Он задал еще естественный рутинный вопрос, как я провел вечер. Я сказал – поужинал в обществе одной приятельницы, а когда пришло время ложиться спать – пошел спать. У меня не имелось алиби, но, похоже, ни у кого из присутствовавших алиби не имелось тоже и инспектора это вовсе не волновало. Просто, как обычно говорят в кинодетективах, рутинный вопрос.
Ему явно хотелось знать, были ли у Браггадоччо недоброжелатели и вел ли он опасные журналистские расследования. Я, естественно, и не подумал вводить его в курс задушевностей Браггадоччо. Никого не собираясь покрывать, я все-таки сознавал, что закалывать ножом Браггадоччо могло иметь смысл лишь для тех, кого обеспокоил характер его разысканий, а если я обнаружу, что мне известно хоть что-то, этого хватит, чтобы они захотели убрать и меня. Ни с кем, ни с кем, ни даже с полицией, твердил я себе.
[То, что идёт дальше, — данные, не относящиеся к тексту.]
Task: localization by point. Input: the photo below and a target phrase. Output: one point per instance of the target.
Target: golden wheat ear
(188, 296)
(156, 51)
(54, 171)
Не Браггадоччо ли меня убедил окончательно, что в секретных заговорщиках состояли все, даже тихие лесники? И хотя еще вчера я был уверен, что он просто фантазер, теперь все стало иначе. Смерть придала его разглагольствованиям правдоподобие.
С меня лил пот, но сотрудник в штатском или не замечал того, или отнес на счет трагического момента.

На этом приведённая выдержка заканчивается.